Pros and Cons of Being a BrokerGo to article >>
This pointed to the wider issue of the dividing line between retail and institutional. In the past there was a much more defined fault-line between these two markets, but, Ralich noted, this may be changing.
“The word I always use for this is hybridization,” Ralich told Finance Magnates. “I feel that soon we’ll be talking less about the balance between retail and institutional, especially from a technology perspective. In many segments of the industry, margins are compressing, and the ability for technology providers to only cater to one area of the market is dwindling.”
This change is, according to Ralich, a consequence of technological developments and reductions in costs. At least for technology providers to the industry, this means that retail and institutional brokers don’t have to be thought of as entirely distinct entities.
“The hybridization of retail and institutional markets, as a result of cost consolidation, means that financial technology platforms can service both sides of the business,” said Ralich. “This can be done seamlessly without separate companies, branding, and technology.”
Staying in retail
Does all this mean that oneZero is going to be pulling back from the retail space? The answer to this question from Ralich was an emphatic “no.”
“The evolution to supporting institutional clients was natural for us,” stated Ralich. “It is being done based on a foundation that was built for retail, a foundation that we have absolutely no intention of abandoning.”
oneZero’s Southeast Asian retail business has been growing considerably, and that doesn’t look to be stopping any time soon. Australian firms, Ralich said, are also becoming increasingly significant for the firm.
“I think the Australian market has hit a regulatory sweet spot,” noted Ralich. “ASIC (Australian Securities and Investments Commission) regulated brokers are in a great position to thrive in the years ahead.”
And what of the Old Continent, Europe, whose brokers look set to be crippled by ESMA’s leverage trading caps and marketing restrictions? Here, Ralich smells opportunity.
“Increases in regulation have historically created a lot of business for oneZero,” he told Finance Magnates. “As a technology provider that has achieved a certain level of scale in our solutions, we tend to be the place that brokers go when they need tools, technology, and support in becoming compliant with new regulations.”
Moreover, Ralich believes that most of the firms that are likely to be damaged by the regulation are not the sorts of companies that would be using oneZero anyway.
“If you were relying on dodgy execution or extreme high-level leverage, you probably didn’t have a great business model coming into the regulation,” stated Ralich cogently. “You also probably weren’t interested in licensing the sort of technology that we provide.”
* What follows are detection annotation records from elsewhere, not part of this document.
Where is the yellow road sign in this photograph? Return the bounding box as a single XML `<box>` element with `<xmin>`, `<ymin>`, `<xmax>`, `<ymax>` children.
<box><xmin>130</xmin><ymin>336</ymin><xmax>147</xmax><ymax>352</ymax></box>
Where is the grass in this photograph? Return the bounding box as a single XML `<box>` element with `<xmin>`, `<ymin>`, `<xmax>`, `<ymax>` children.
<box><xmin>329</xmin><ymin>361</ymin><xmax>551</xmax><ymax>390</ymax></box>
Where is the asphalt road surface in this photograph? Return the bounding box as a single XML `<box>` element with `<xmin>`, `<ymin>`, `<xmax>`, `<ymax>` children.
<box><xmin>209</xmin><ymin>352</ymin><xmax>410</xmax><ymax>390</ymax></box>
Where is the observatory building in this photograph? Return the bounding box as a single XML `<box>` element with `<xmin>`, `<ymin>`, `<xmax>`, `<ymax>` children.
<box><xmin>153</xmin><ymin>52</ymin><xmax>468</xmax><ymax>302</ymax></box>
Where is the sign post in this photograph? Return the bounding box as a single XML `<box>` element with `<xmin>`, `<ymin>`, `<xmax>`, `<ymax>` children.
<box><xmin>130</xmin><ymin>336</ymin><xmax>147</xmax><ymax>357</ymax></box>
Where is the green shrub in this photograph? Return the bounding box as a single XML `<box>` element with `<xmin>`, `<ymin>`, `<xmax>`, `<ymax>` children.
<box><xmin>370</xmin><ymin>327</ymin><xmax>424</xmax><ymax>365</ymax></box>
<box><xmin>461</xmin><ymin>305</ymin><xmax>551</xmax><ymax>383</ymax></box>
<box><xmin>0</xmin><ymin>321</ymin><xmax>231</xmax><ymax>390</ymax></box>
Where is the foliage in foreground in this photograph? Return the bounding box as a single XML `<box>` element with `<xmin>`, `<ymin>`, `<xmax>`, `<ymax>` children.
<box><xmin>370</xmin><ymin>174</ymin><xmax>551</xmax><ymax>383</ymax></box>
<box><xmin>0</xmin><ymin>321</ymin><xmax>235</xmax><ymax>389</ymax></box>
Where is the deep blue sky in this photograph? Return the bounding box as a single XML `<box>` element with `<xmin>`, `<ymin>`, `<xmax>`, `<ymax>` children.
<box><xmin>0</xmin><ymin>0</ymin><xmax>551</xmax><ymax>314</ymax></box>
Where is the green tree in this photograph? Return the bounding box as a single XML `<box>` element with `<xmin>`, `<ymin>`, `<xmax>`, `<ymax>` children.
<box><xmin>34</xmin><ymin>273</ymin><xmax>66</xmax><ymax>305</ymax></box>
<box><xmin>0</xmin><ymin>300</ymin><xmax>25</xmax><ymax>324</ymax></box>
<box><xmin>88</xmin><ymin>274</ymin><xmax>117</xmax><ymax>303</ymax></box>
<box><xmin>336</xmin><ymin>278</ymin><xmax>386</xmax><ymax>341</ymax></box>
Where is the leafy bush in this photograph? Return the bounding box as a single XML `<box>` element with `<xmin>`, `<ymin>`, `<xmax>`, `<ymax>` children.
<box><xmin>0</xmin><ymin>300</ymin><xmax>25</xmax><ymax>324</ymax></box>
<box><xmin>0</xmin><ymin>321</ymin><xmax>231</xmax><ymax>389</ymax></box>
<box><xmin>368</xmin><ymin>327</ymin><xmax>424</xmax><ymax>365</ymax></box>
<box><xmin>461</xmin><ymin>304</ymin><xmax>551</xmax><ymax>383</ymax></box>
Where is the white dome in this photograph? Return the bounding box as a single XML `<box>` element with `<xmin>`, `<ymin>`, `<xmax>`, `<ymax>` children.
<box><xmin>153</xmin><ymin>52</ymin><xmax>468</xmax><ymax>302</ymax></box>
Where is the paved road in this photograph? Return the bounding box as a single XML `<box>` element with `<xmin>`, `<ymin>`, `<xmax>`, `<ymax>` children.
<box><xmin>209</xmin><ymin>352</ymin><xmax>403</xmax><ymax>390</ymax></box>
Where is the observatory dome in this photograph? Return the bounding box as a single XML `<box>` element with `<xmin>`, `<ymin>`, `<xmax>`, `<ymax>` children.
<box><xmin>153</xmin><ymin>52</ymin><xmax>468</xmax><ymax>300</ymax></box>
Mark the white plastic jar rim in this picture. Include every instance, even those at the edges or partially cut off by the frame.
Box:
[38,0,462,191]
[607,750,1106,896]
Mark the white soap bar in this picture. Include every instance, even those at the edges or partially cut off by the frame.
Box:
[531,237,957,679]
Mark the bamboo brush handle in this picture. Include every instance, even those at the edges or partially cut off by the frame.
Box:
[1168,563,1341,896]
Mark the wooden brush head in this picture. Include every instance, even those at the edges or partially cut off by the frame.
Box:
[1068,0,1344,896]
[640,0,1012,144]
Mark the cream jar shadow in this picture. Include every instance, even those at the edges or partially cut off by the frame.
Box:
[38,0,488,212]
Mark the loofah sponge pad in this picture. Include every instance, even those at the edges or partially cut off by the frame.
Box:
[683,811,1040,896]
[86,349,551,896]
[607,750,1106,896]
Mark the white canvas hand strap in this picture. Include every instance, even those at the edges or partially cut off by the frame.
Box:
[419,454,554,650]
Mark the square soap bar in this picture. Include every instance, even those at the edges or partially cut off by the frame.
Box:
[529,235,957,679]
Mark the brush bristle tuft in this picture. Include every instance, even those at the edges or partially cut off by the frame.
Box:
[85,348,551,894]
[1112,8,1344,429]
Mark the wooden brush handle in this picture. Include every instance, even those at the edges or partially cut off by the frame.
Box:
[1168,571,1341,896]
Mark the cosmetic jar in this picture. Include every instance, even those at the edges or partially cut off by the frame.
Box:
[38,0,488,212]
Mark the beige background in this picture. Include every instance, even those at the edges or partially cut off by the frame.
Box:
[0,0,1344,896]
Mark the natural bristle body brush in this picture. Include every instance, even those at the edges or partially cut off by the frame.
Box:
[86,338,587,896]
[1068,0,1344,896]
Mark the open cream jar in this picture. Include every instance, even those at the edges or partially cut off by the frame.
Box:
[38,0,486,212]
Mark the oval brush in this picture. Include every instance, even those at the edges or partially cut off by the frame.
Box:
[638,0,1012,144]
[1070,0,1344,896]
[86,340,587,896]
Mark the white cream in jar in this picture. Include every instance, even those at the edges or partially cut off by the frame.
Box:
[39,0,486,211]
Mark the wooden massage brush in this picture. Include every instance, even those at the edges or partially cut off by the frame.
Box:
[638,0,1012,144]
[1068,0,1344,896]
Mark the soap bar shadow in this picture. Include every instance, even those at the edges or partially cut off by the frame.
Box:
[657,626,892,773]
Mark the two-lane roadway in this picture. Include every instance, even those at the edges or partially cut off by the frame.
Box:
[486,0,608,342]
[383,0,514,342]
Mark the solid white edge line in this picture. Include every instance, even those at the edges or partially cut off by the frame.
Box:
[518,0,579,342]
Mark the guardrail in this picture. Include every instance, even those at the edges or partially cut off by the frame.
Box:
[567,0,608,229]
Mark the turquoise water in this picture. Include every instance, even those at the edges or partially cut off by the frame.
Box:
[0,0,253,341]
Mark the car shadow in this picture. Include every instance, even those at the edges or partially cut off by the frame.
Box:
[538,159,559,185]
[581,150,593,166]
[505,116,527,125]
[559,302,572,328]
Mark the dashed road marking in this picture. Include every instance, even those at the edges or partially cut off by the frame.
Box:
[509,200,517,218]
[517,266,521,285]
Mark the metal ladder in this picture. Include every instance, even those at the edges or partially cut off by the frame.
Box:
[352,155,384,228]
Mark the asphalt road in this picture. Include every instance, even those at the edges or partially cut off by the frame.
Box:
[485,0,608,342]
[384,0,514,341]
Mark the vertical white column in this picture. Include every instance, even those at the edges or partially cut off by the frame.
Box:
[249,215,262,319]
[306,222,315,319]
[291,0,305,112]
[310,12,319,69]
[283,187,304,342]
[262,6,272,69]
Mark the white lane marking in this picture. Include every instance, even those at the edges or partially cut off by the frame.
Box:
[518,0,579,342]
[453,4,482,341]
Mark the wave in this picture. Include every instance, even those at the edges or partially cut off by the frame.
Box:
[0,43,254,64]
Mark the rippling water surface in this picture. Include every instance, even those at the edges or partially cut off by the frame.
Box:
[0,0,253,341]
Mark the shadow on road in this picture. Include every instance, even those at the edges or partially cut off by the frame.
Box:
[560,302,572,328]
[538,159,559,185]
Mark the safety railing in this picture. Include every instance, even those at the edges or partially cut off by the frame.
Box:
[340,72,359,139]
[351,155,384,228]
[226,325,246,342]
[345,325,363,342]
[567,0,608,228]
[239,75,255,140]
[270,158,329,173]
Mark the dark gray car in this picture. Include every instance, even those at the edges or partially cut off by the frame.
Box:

With new updates to the firm’s platforms coming in September, oneZero looks to be navigating the stormy seas of the trading industry with remarkable composure.
Expansion into the institutional space has not come at the expense of retail clients, but rather it has expanded the capabilities of both sides of the business. It has also not forced the firm to make any sizeable changes to its strategy, personnel, or business model.
Finally, though ESMA may be a pain for many brokers, it doesn’t look likely to have any adverse effects on oneZero. Combined with its growing businesses in the Asia-Pacific region, the firm looks set to maintain a strong European client base.
You can’t ask for much more than that, can you?